WASHINGTON, May 28 (Xinhua) -- As the United States observed the annual Memorial Day on Monday, the U.S. Army is considering new restrictions for Arlington Cemetery, the country's premier national cemetery which is running out of room.
As many as 420,000 veterans and their relatives have already found final rest places in the cemetery as about 7,000 more are added each year. At that rate, the cemetery is expected to be completely full in about 25 years, said a New York Times report on Monday.
The U.S. Army, which runs the cemetery, wants to keep Arlington going for at least another 150 years, but with no room to grow as the grounds are hemmed in by highways and development. It seems the only solution is to significantly tighten the rules for who can be buried there, said the report.

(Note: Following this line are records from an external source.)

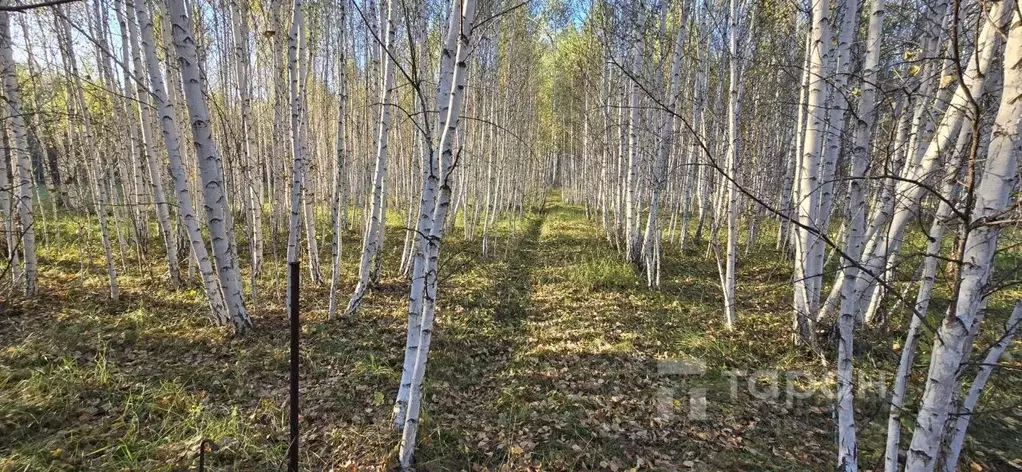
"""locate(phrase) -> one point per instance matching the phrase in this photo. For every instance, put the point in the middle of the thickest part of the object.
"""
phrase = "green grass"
(545, 355)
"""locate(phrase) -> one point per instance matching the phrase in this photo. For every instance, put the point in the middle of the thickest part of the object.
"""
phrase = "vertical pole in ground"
(292, 297)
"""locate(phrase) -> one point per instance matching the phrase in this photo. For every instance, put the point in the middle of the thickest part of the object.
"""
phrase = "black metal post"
(292, 298)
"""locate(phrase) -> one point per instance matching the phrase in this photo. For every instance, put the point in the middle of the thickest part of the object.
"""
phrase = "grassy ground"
(549, 355)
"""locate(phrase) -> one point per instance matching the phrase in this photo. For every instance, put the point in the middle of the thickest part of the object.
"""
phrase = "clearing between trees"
(549, 355)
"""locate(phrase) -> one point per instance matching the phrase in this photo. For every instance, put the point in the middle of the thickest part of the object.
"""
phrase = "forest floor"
(551, 354)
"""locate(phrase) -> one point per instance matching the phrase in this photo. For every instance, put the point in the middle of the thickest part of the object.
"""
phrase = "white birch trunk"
(999, 179)
(214, 197)
(24, 176)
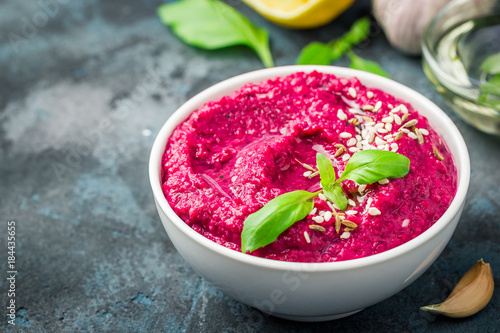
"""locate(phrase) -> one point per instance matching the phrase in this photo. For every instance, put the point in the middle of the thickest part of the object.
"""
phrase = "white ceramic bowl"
(312, 291)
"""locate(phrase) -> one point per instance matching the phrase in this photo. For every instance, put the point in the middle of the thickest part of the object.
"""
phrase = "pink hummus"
(234, 155)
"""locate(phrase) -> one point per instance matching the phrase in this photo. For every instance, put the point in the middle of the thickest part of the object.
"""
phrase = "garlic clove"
(470, 295)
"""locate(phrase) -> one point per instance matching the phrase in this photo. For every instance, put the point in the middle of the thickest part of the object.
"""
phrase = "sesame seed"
(412, 135)
(437, 154)
(411, 123)
(351, 142)
(420, 137)
(352, 92)
(382, 130)
(341, 115)
(354, 121)
(383, 181)
(339, 152)
(314, 174)
(371, 138)
(369, 202)
(396, 109)
(317, 227)
(345, 235)
(368, 119)
(318, 219)
(397, 119)
(306, 236)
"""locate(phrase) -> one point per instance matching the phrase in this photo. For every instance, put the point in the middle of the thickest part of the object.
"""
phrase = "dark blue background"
(84, 88)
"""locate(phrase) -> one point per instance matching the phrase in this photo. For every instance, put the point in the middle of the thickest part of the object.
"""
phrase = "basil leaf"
(359, 32)
(366, 65)
(264, 226)
(337, 195)
(326, 171)
(491, 64)
(212, 24)
(315, 53)
(370, 166)
(492, 86)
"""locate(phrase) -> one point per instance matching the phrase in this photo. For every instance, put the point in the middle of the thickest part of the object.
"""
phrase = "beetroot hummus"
(234, 155)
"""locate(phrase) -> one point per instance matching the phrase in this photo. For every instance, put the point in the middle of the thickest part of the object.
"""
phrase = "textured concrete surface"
(84, 88)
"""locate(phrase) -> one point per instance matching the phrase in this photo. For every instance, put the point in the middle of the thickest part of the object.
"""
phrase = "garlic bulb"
(404, 21)
(470, 295)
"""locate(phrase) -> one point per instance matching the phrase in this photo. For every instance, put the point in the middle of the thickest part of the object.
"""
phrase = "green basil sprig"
(212, 24)
(365, 167)
(490, 90)
(316, 53)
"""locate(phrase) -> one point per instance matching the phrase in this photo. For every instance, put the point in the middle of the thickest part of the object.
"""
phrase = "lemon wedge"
(299, 14)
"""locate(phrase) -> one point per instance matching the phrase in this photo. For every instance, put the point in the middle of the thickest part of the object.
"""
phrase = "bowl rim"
(234, 83)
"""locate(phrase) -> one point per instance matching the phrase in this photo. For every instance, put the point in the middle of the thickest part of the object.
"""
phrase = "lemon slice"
(299, 14)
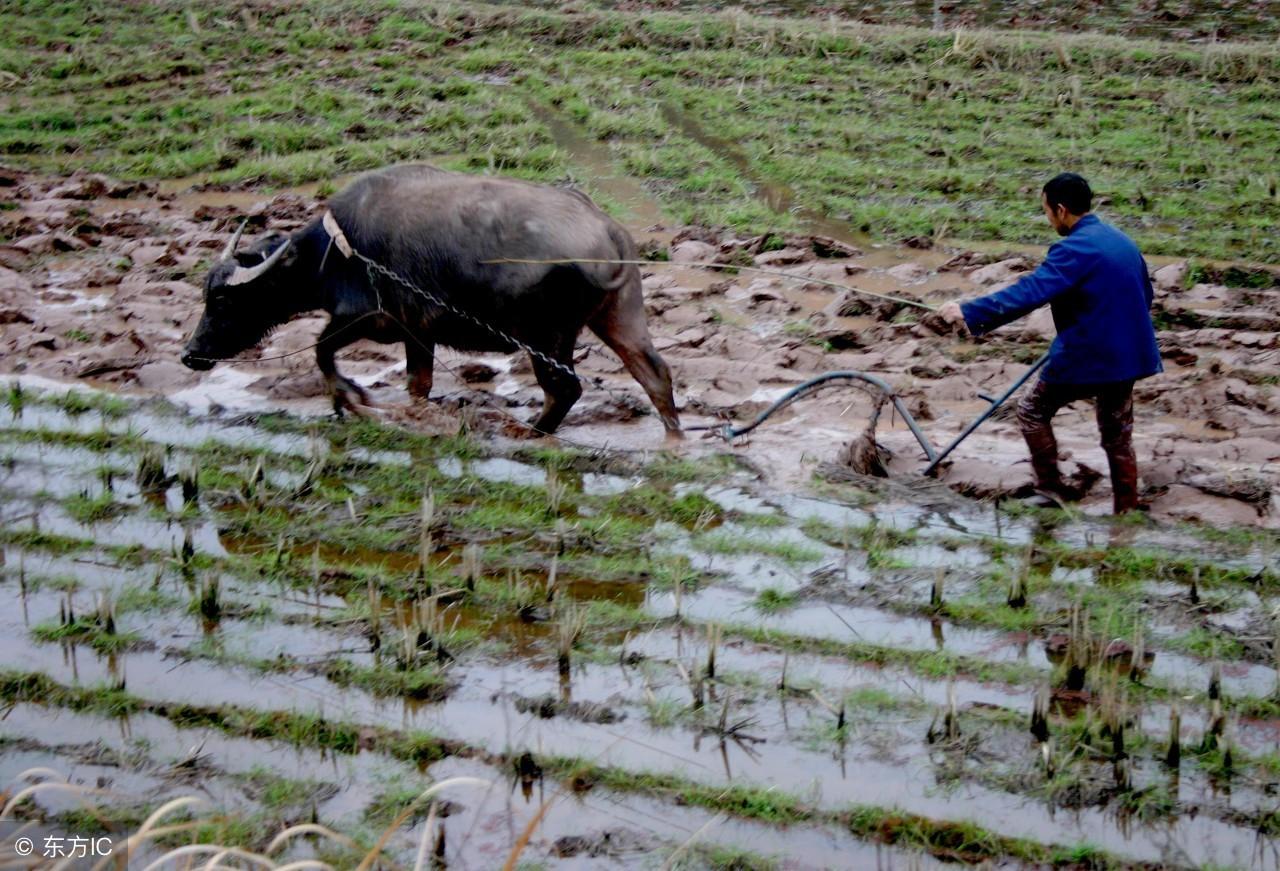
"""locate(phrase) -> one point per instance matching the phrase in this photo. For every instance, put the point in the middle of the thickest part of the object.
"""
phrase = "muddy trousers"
(1114, 404)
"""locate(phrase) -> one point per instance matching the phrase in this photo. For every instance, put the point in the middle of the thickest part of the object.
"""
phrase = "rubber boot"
(1124, 478)
(1043, 450)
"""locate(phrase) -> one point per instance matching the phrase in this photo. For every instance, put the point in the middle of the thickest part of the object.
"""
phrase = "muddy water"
(599, 169)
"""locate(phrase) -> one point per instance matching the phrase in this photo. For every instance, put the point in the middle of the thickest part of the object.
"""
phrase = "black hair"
(1069, 190)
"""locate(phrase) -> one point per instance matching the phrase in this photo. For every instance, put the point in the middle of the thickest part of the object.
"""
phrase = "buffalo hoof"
(350, 396)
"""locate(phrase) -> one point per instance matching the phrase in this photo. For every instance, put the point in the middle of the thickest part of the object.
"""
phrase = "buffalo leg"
(420, 363)
(561, 388)
(347, 395)
(622, 327)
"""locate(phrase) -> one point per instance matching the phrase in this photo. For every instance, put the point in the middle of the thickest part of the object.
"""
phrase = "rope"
(711, 264)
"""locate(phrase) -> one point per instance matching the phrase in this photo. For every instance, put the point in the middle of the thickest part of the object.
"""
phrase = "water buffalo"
(437, 229)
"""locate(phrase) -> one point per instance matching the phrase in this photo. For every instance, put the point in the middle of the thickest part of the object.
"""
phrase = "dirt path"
(100, 284)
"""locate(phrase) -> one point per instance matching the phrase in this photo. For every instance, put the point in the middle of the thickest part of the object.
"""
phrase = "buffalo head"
(247, 293)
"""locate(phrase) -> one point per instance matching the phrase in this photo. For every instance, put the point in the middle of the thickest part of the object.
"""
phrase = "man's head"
(1065, 199)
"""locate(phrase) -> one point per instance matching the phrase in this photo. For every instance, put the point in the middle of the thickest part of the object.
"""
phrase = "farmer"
(1097, 286)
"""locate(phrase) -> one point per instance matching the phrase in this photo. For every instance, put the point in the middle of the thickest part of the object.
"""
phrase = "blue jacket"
(1096, 283)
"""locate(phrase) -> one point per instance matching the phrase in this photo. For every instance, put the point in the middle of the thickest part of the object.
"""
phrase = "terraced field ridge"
(240, 633)
(306, 620)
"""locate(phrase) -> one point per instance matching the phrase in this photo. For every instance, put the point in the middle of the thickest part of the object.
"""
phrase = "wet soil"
(103, 292)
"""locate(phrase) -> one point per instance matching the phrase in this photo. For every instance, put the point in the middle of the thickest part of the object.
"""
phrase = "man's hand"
(950, 313)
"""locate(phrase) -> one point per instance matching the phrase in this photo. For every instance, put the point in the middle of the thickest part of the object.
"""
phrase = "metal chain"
(374, 267)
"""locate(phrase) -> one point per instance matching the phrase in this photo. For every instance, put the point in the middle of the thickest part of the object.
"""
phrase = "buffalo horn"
(245, 274)
(231, 246)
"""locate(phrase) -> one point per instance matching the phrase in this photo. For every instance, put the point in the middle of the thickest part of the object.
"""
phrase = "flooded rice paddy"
(656, 659)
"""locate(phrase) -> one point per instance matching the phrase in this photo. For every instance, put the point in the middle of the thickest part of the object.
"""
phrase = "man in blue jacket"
(1097, 286)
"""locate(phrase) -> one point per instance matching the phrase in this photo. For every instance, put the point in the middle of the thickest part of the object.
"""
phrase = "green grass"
(87, 510)
(883, 130)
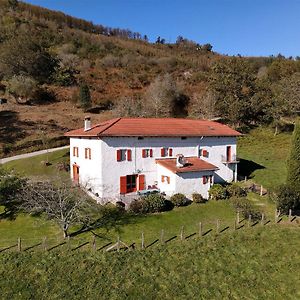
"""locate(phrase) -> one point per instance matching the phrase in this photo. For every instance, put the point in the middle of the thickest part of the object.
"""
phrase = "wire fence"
(97, 243)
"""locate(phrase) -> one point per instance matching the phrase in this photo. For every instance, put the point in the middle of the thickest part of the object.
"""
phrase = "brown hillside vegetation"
(126, 76)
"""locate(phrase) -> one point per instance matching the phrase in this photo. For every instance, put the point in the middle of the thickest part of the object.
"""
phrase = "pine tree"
(85, 97)
(293, 166)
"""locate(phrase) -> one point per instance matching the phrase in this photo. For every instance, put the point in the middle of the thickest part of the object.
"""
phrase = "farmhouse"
(135, 155)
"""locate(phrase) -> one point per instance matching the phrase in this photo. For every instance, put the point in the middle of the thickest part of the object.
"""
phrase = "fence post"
(118, 244)
(44, 244)
(19, 244)
(143, 241)
(200, 229)
(218, 226)
(94, 243)
(249, 220)
(181, 233)
(162, 237)
(262, 218)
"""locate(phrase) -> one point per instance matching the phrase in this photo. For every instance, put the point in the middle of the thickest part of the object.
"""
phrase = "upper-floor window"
(75, 152)
(166, 152)
(147, 153)
(123, 154)
(87, 153)
(165, 179)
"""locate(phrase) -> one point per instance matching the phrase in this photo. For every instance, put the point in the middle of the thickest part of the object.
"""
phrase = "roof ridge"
(110, 125)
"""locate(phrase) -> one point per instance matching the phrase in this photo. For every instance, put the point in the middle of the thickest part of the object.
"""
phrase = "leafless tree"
(58, 201)
(203, 106)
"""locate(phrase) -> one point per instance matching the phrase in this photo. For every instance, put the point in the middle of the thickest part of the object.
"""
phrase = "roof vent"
(180, 161)
(87, 123)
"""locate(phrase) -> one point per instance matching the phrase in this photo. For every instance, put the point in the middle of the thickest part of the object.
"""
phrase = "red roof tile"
(155, 127)
(193, 164)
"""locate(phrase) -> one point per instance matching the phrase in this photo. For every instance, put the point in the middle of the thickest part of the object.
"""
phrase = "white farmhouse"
(132, 155)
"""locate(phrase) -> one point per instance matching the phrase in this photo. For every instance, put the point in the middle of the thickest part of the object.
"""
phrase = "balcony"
(233, 159)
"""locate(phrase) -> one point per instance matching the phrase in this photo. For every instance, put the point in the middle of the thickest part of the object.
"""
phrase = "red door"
(76, 174)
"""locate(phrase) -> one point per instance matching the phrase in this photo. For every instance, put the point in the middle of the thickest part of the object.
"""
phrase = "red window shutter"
(119, 155)
(141, 182)
(129, 154)
(123, 185)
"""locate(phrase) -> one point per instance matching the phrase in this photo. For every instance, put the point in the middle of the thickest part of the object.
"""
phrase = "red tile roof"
(193, 164)
(155, 127)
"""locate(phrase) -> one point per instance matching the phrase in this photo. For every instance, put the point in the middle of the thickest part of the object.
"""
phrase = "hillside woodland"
(54, 69)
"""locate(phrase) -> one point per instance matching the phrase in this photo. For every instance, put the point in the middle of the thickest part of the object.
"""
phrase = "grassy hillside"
(248, 264)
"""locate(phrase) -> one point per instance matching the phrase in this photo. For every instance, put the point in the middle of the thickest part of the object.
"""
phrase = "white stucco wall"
(102, 173)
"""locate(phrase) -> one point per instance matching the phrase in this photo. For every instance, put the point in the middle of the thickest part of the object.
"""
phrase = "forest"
(120, 73)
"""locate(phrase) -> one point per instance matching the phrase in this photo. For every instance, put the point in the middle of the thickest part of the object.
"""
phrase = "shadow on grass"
(247, 167)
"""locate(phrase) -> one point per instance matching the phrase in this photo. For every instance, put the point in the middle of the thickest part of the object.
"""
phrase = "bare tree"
(203, 106)
(60, 202)
(161, 96)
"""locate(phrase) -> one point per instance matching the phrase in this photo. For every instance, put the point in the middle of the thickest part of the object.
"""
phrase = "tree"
(293, 165)
(22, 87)
(161, 96)
(58, 201)
(25, 55)
(233, 83)
(10, 183)
(203, 106)
(85, 97)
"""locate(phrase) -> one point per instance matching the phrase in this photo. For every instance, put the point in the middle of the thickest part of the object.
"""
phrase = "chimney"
(87, 123)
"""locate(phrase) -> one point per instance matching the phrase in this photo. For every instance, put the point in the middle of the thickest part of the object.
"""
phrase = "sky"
(246, 27)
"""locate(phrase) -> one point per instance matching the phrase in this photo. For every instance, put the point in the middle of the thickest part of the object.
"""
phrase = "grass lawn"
(34, 166)
(253, 263)
(264, 156)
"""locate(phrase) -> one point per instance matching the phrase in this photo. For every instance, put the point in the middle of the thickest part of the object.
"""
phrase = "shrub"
(287, 197)
(179, 200)
(217, 192)
(234, 190)
(197, 198)
(150, 204)
(244, 206)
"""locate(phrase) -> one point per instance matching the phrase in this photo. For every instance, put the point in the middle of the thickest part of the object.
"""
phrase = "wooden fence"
(202, 229)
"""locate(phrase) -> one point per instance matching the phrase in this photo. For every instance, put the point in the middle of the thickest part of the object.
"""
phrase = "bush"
(217, 192)
(179, 200)
(234, 190)
(197, 198)
(287, 197)
(150, 204)
(244, 206)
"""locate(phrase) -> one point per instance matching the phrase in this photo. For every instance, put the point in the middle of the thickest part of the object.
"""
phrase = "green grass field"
(265, 156)
(256, 263)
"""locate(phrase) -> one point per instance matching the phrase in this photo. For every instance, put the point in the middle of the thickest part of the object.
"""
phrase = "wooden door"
(76, 174)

The strictest proposal the Army is considering would allow burials only for service members killed in action or awarded the military's highest decoration for heroism, the Medal of Honor. Under those restrictions, Arlington would probably conduct fewer burials in a year than it does right now in a single week.
But a policy like that would exclude thousands of currently eligible combat veterans and career officers who risked their lives in the service and who planned to be buried in Arlington among their fallen comrades. That has prompted a difficult debate over what Arlington means to the nation and how to balance egalitarian ideals against the site's physical limits.
Arlington is not the only place for military burials, of course. There are 135 national cemeteries maintained by the Department of Veterans Affairs across the country. But Arlington is by far the most prominent, and curtailing burial there would mean changing the site from an active cemetery into something closer to a museum, said the report.